Just like eating scallops won’t turn your blood white, non-farmers need to know that a cow has four stomachs, which break down and extract nutrients from grass, feed and water. The mammary glands take these nutrients from the bloodstream turning that into the white stuff we call milk. As for the powder claim what can you say? Do some people seriously think we milk cows then remove all the water at great expense just to add it back in later?
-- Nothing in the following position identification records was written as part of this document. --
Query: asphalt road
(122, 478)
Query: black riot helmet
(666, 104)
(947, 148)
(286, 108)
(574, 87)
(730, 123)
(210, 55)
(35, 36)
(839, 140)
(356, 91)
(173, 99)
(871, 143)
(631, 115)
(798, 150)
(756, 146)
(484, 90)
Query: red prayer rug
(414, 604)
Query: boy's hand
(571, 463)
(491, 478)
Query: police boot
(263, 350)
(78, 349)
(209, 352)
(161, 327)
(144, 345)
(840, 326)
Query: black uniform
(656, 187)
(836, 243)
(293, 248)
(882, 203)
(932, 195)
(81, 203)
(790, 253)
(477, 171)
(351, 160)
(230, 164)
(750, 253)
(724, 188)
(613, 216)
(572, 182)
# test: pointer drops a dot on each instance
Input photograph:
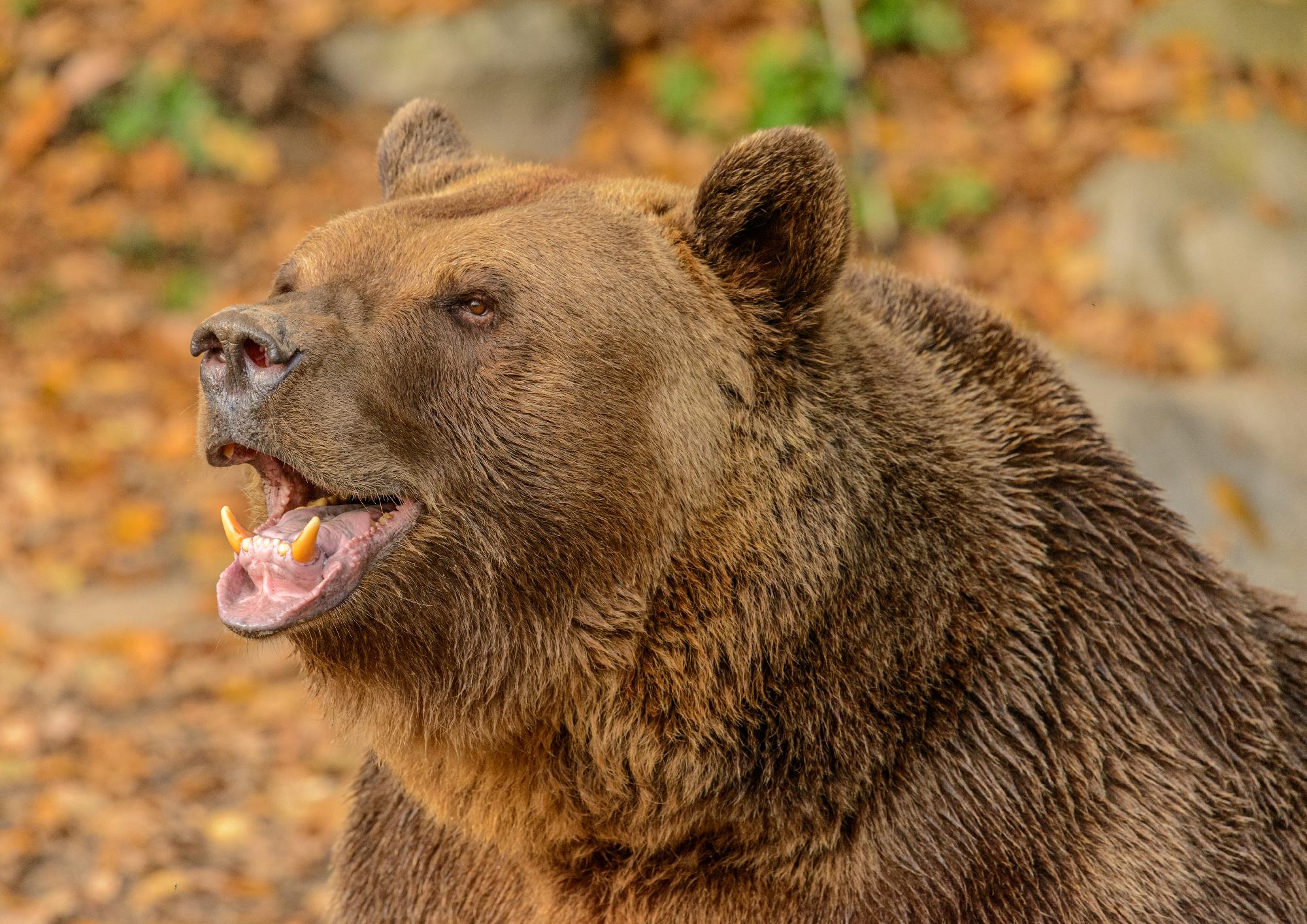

Of course it’s not television news without the doom and gloom. The Nation seemed captivated by reports saying China could soon become self-sufficient in milk. The assumption by journalists, again, is that all countries are the same and all farming is done the same way.
The United States is about the same size as China and while some 40 percent of the United States is farmable, only about 11 percent of China is.
While you can run a barn system in China, those cow stomachs need to be fed and if you can’t grow grass like we do, it means fodder crops on land you don’t really have or importing feed.
The good news for ‘NZ Inc’ is that Fonterra is growing in China, which helps to explain why New Zealand exported $17 billion worth of dairy products in the year to date, but Fonterra generated $22.3 billion in revenue - the first time $20 billion in revenue, corporate New Zealand’s ‘four minute barrier,’ was broken
What’s that about value-add?
TV3’s The Nation also raised “Peak Cow,” something we’ll apparently hit in the next ten years to the delight of some but there’s no mention that water quality has been largely stable for the past decade.
Sadly, what we don’t see much on programmes like The Nation are the NZ Dairy Industry Awards or the Ballance Farm Environment Awards. Awards and farmers showcasing what we’re doing to farm better.
Meanwhile, one of the worst waterways for nitrate toxicity and E.coli in the Wellington region happens to be the Karori Stream at Makara Peak Mountain Bike Park! Makes you wonder, doesn’t it.
Andrew Hoggard is Federated Farmers dairy chairperson.